Nah... subprime is not the real problem. It's just one of the symptom of too much easy credit(evil bankers).

Bankers are not supposed to adopt the MLM's business model.

Now we just have a pyramid of worthless paper made of loans/leverage/whatsaynot waiting to fall apart.

cheers

Icosa096 said...

Pls correct me if I am wrong, but I would have thought that tranching and the underlying pool asset are two completely diff thing.

And usually when the MBS is packaged, there is only said 1 or 2% of the underlying asset pool is subprime; but bcos of this subprime thingee, the whole issuance would be considered a bad apple (diff from the tranching, i.e. the equity tranche / AAA / AA- tranche)

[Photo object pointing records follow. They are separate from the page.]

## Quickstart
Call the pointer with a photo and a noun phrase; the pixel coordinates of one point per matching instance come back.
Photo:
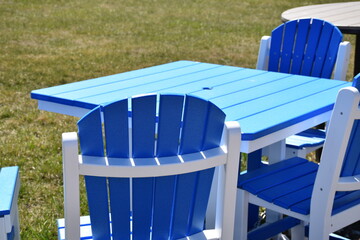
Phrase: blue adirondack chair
(148, 164)
(9, 192)
(324, 196)
(309, 47)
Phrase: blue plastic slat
(143, 126)
(287, 187)
(303, 206)
(280, 98)
(272, 229)
(170, 114)
(356, 82)
(91, 143)
(279, 177)
(288, 46)
(195, 114)
(142, 207)
(96, 189)
(300, 45)
(120, 208)
(151, 84)
(140, 82)
(125, 76)
(117, 146)
(184, 198)
(8, 181)
(90, 134)
(163, 207)
(117, 129)
(321, 52)
(248, 90)
(203, 186)
(214, 127)
(346, 201)
(331, 54)
(291, 200)
(311, 47)
(269, 169)
(275, 116)
(351, 165)
(275, 48)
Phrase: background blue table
(270, 106)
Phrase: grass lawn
(46, 42)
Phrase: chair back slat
(311, 46)
(214, 127)
(201, 196)
(331, 53)
(351, 164)
(193, 128)
(143, 126)
(142, 202)
(275, 48)
(287, 48)
(90, 134)
(305, 46)
(161, 207)
(300, 46)
(116, 124)
(170, 113)
(91, 144)
(185, 185)
(120, 213)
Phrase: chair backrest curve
(151, 126)
(306, 47)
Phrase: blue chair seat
(289, 184)
(306, 139)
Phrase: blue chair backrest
(351, 165)
(306, 47)
(164, 125)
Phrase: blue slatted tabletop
(270, 106)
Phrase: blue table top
(263, 102)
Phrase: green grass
(45, 43)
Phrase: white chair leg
(241, 215)
(291, 152)
(211, 209)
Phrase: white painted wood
(103, 166)
(333, 154)
(230, 184)
(71, 185)
(62, 109)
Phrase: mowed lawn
(50, 42)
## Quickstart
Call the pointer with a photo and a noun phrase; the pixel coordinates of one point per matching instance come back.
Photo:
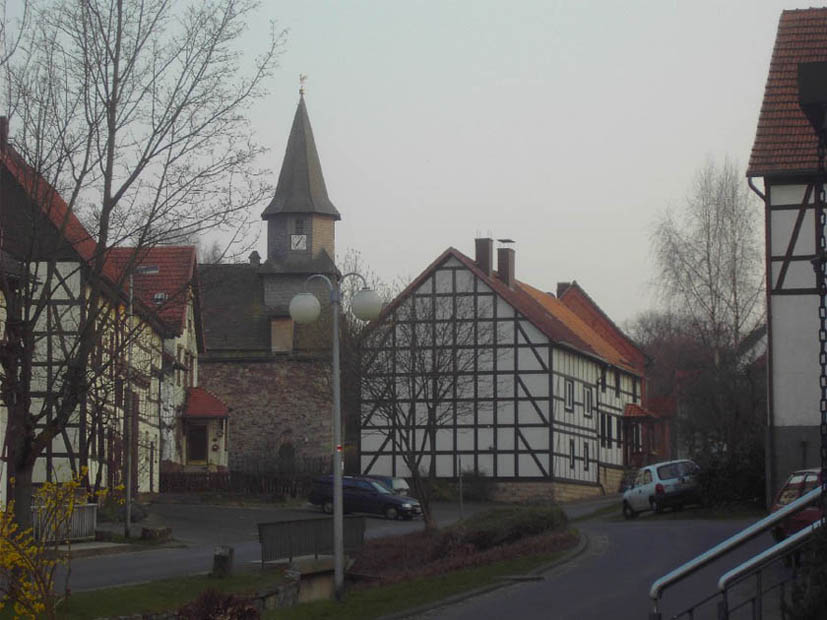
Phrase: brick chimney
(485, 254)
(505, 266)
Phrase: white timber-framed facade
(783, 172)
(525, 391)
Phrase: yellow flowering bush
(29, 558)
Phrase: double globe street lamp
(305, 308)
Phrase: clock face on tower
(298, 242)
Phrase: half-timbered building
(470, 369)
(783, 171)
(49, 253)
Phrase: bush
(724, 481)
(500, 526)
(214, 605)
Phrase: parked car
(799, 483)
(661, 485)
(361, 494)
(397, 485)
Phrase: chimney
(4, 133)
(485, 254)
(505, 266)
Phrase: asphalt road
(611, 579)
(199, 528)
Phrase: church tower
(301, 218)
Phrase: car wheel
(628, 512)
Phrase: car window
(381, 488)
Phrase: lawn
(364, 603)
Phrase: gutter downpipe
(698, 562)
(769, 445)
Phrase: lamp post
(304, 308)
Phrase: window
(571, 453)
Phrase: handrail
(766, 556)
(698, 562)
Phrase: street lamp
(304, 308)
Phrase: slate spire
(301, 187)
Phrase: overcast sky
(566, 126)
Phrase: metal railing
(301, 537)
(695, 564)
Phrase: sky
(568, 126)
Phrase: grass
(717, 512)
(367, 603)
(159, 596)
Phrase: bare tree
(710, 268)
(418, 375)
(131, 117)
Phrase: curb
(502, 582)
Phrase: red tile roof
(784, 141)
(546, 312)
(204, 404)
(176, 270)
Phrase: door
(197, 444)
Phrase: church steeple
(301, 188)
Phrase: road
(611, 579)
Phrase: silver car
(661, 485)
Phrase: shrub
(214, 605)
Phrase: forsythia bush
(29, 558)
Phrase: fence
(271, 484)
(81, 526)
(313, 536)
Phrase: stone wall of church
(280, 410)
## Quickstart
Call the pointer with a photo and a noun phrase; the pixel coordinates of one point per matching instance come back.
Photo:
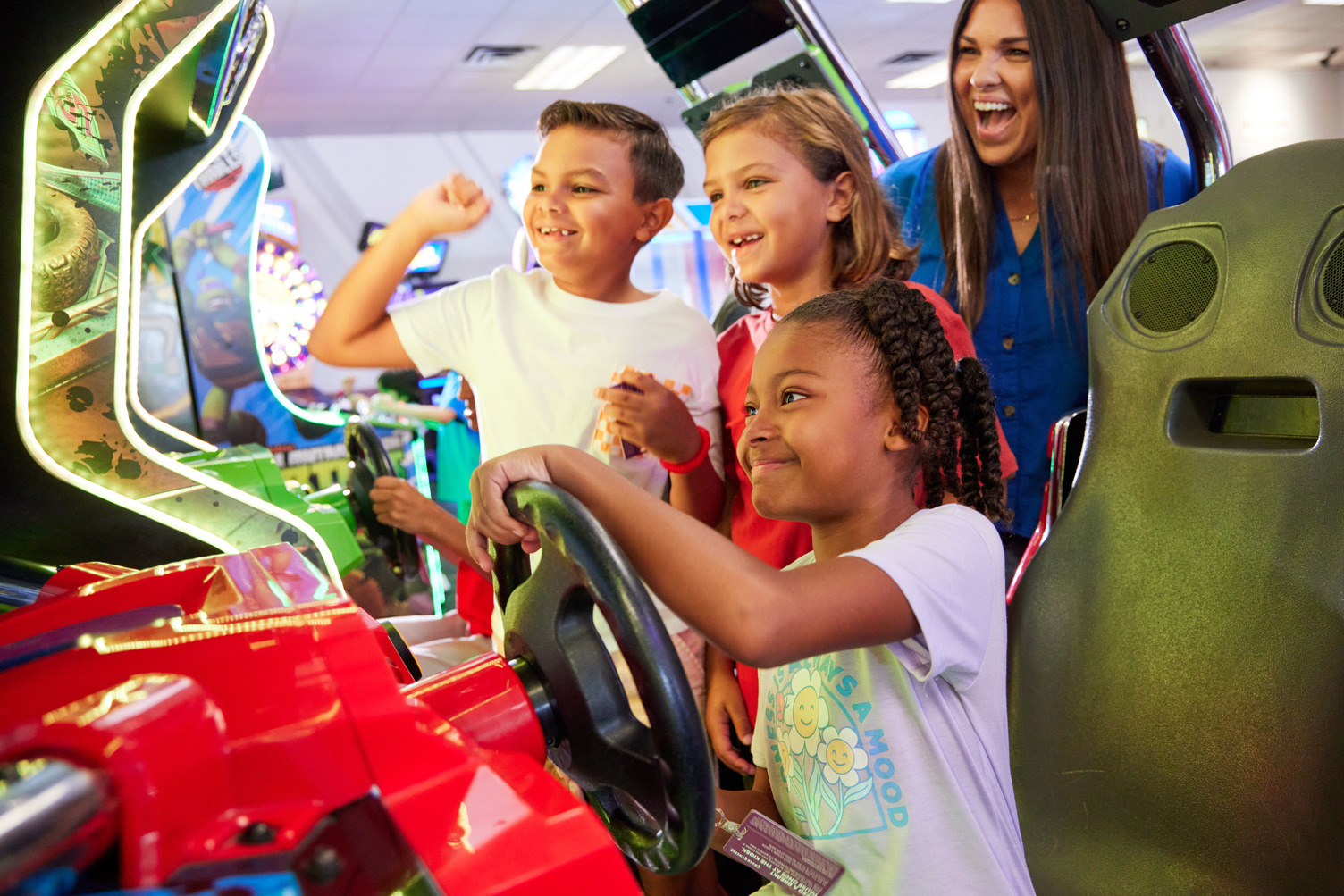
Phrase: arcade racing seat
(1178, 644)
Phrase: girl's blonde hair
(824, 138)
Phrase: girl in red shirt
(799, 214)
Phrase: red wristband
(695, 461)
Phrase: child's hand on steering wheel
(490, 519)
(655, 416)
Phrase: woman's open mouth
(994, 117)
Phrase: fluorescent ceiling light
(566, 67)
(929, 75)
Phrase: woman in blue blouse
(1021, 215)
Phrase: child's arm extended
(399, 504)
(355, 330)
(659, 422)
(759, 614)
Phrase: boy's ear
(656, 216)
(842, 197)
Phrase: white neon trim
(26, 248)
(128, 267)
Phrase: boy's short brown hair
(658, 168)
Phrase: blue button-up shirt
(1037, 360)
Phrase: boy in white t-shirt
(882, 733)
(539, 347)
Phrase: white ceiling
(341, 67)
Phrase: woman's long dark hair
(910, 355)
(1090, 188)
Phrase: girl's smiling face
(820, 429)
(770, 213)
(995, 85)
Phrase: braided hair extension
(910, 352)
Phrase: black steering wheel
(368, 461)
(651, 784)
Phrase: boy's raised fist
(450, 205)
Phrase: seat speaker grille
(1172, 287)
(1332, 280)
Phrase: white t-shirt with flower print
(893, 759)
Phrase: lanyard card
(776, 852)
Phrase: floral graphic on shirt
(805, 712)
(836, 779)
(843, 755)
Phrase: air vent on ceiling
(909, 56)
(492, 55)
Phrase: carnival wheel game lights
(288, 301)
(140, 692)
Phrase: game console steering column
(651, 784)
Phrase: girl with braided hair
(882, 731)
(799, 214)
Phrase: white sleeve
(949, 563)
(703, 403)
(439, 330)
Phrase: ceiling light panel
(929, 75)
(566, 67)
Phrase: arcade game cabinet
(232, 724)
(111, 132)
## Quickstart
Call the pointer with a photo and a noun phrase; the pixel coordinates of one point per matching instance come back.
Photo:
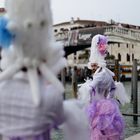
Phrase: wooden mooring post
(117, 71)
(74, 82)
(63, 75)
(135, 90)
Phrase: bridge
(79, 39)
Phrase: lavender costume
(31, 102)
(105, 119)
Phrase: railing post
(135, 90)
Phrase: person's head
(98, 51)
(94, 67)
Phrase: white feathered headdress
(98, 50)
(27, 40)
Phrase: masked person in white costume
(31, 96)
(98, 95)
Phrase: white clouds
(126, 11)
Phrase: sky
(124, 11)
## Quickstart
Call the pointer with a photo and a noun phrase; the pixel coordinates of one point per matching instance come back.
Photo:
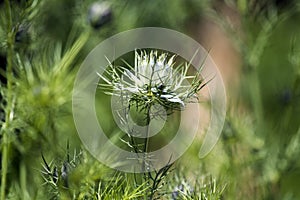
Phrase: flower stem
(8, 111)
(145, 150)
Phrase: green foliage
(43, 43)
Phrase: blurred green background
(255, 44)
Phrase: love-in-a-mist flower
(154, 79)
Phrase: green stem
(8, 111)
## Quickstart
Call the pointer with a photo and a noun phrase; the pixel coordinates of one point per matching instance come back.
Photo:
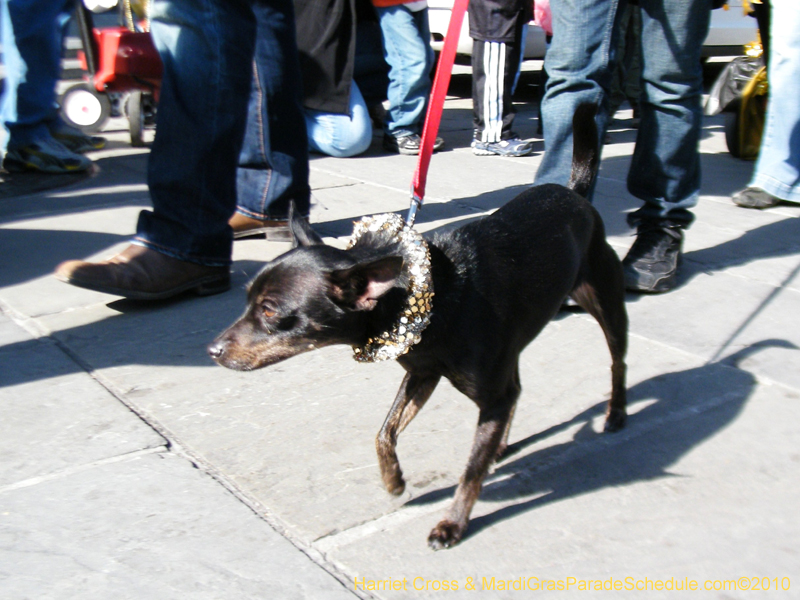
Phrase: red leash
(435, 105)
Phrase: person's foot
(274, 230)
(408, 144)
(74, 139)
(45, 156)
(512, 147)
(651, 265)
(140, 273)
(753, 197)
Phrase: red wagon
(119, 61)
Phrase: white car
(730, 30)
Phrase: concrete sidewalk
(132, 467)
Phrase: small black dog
(497, 281)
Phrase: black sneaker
(651, 265)
(753, 197)
(408, 144)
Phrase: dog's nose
(216, 349)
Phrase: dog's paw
(446, 534)
(615, 420)
(395, 486)
(393, 480)
(501, 452)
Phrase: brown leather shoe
(140, 273)
(275, 231)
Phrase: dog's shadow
(685, 408)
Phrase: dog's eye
(268, 310)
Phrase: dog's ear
(359, 287)
(302, 233)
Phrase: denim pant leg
(778, 167)
(338, 135)
(32, 39)
(407, 50)
(579, 65)
(665, 169)
(207, 50)
(273, 164)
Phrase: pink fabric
(542, 15)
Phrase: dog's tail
(584, 149)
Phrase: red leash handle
(435, 106)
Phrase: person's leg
(494, 68)
(665, 168)
(184, 243)
(31, 40)
(406, 41)
(37, 35)
(579, 63)
(777, 172)
(341, 136)
(201, 120)
(273, 164)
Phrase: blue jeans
(31, 38)
(665, 169)
(408, 52)
(341, 136)
(273, 164)
(778, 167)
(207, 47)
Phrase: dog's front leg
(411, 397)
(491, 428)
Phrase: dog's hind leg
(492, 424)
(411, 397)
(501, 449)
(601, 293)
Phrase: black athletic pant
(495, 27)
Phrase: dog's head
(314, 295)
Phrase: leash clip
(416, 202)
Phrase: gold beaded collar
(415, 316)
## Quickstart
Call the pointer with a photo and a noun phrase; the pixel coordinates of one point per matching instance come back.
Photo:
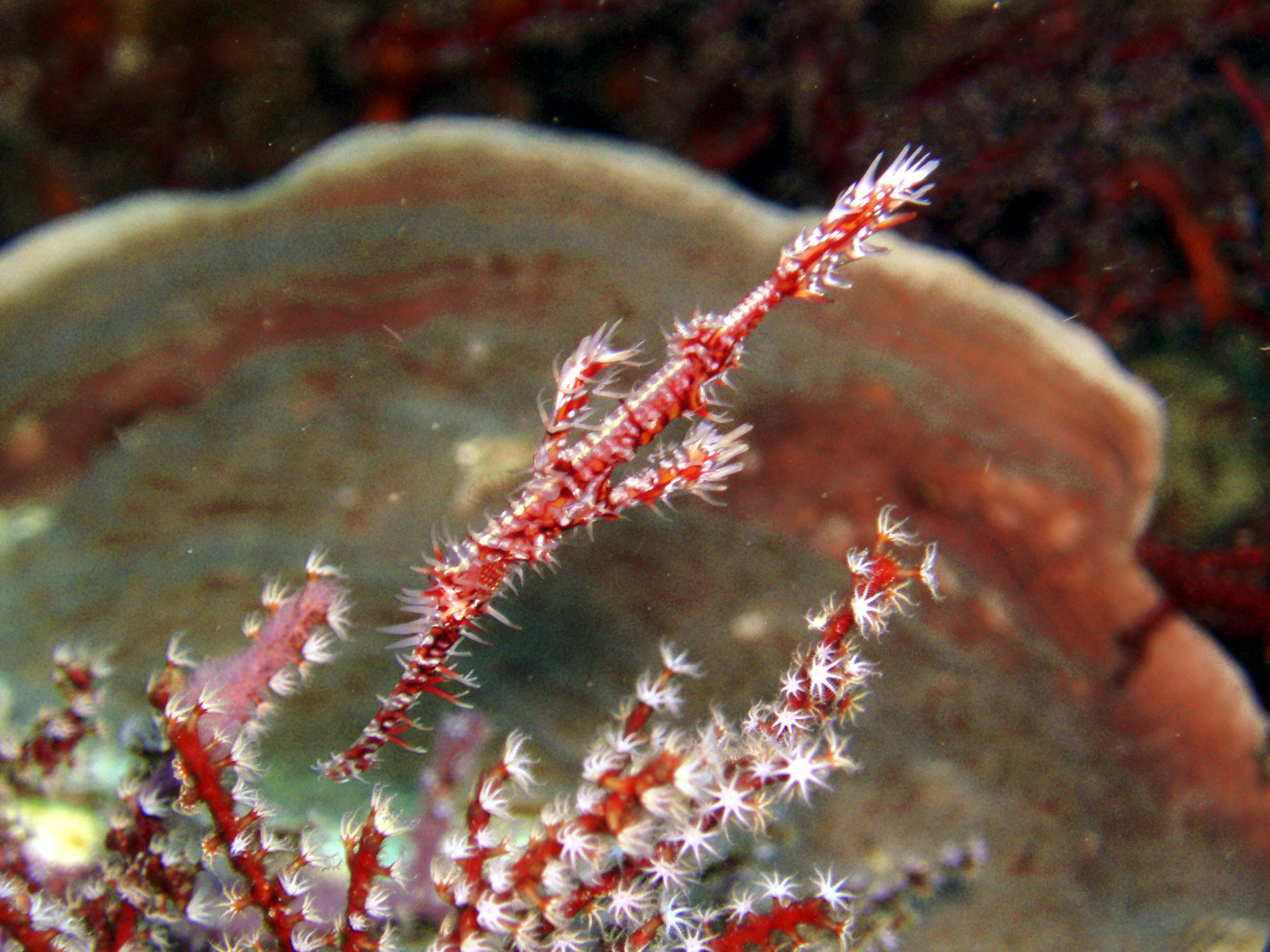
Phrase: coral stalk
(572, 485)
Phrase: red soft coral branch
(572, 485)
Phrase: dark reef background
(1112, 156)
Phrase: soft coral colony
(193, 857)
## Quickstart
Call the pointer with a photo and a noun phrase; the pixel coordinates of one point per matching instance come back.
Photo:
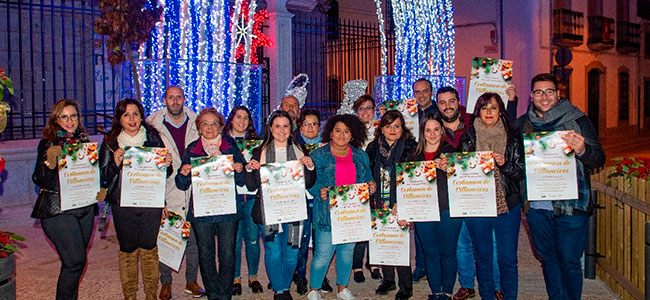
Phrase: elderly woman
(218, 284)
(492, 131)
(76, 224)
(393, 143)
(281, 242)
(136, 227)
(340, 162)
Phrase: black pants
(136, 227)
(70, 233)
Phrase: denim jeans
(439, 240)
(560, 241)
(250, 233)
(303, 252)
(218, 284)
(191, 262)
(465, 257)
(506, 232)
(481, 229)
(323, 255)
(280, 260)
(70, 233)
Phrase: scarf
(493, 139)
(125, 140)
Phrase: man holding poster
(176, 124)
(559, 228)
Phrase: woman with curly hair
(340, 162)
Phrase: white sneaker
(314, 295)
(346, 294)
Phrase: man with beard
(177, 126)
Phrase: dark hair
(363, 100)
(307, 112)
(423, 123)
(422, 80)
(209, 110)
(120, 109)
(268, 137)
(52, 127)
(543, 77)
(390, 117)
(447, 89)
(484, 100)
(357, 129)
(251, 133)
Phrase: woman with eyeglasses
(393, 143)
(281, 242)
(136, 227)
(69, 230)
(217, 282)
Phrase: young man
(176, 124)
(559, 228)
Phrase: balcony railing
(601, 33)
(568, 28)
(628, 37)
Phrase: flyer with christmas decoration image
(79, 179)
(350, 213)
(172, 240)
(283, 192)
(551, 171)
(389, 243)
(488, 75)
(417, 191)
(213, 186)
(471, 184)
(409, 109)
(144, 175)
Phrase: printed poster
(144, 174)
(417, 191)
(283, 192)
(350, 213)
(78, 175)
(213, 186)
(489, 75)
(551, 171)
(172, 240)
(471, 184)
(389, 244)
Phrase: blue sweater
(325, 164)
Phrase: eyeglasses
(66, 118)
(548, 92)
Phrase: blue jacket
(325, 177)
(184, 182)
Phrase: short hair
(543, 77)
(422, 80)
(210, 110)
(447, 89)
(363, 99)
(305, 113)
(357, 129)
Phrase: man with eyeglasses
(559, 228)
(177, 126)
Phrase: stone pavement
(38, 268)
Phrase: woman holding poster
(340, 162)
(439, 239)
(136, 227)
(393, 143)
(218, 284)
(492, 131)
(68, 230)
(280, 246)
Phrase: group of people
(353, 151)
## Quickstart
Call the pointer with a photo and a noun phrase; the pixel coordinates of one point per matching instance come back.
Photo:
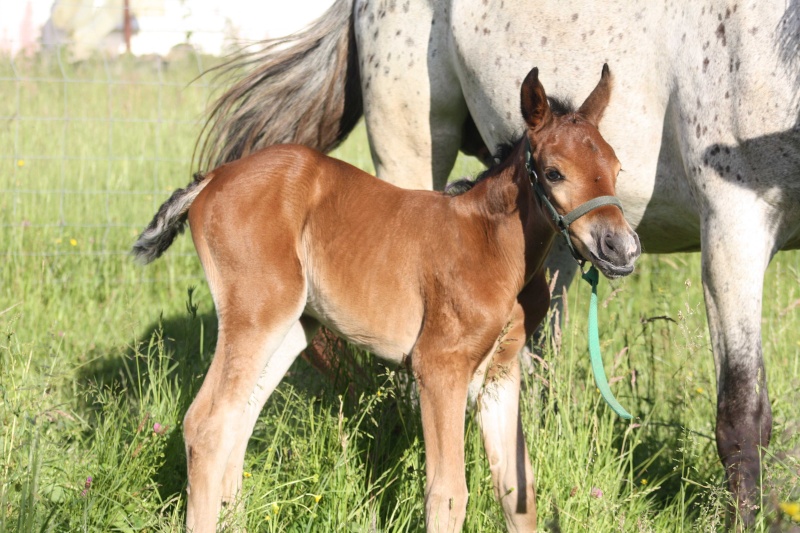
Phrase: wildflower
(791, 509)
(86, 486)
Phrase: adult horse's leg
(413, 106)
(499, 414)
(737, 246)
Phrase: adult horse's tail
(168, 222)
(302, 89)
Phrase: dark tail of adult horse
(302, 89)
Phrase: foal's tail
(303, 89)
(168, 222)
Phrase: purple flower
(86, 486)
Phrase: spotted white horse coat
(704, 117)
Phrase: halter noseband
(563, 222)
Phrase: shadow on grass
(176, 352)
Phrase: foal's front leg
(499, 413)
(443, 379)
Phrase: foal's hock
(290, 239)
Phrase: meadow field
(100, 357)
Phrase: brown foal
(290, 239)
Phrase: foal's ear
(596, 103)
(535, 109)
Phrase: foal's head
(574, 164)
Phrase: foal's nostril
(608, 240)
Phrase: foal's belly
(384, 327)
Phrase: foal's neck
(505, 202)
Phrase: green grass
(95, 350)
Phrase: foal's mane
(502, 154)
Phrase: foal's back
(291, 230)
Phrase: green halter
(591, 276)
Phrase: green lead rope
(592, 276)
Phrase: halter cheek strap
(563, 222)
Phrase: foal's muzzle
(614, 252)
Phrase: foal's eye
(553, 175)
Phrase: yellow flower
(792, 509)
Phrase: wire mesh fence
(83, 145)
(88, 151)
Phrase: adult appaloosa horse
(290, 239)
(706, 121)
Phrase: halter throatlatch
(563, 222)
(591, 276)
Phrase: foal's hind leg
(443, 379)
(295, 341)
(248, 338)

That's why although the subprime mortgage only accounts for 10% of total mortgage issued, it is most likely to affect most, if not all of the MBS instruments issued;

So even without taking the deleveraging / forced sell and other contagion of the hedge fund, the impact of subprime is easily magnified 100x with all these alphabet soups (MBS/ CDO etc) compared to its rather insignificant effect in real economy.


Guess this is the beauty (or ugly) of the financial alchemy.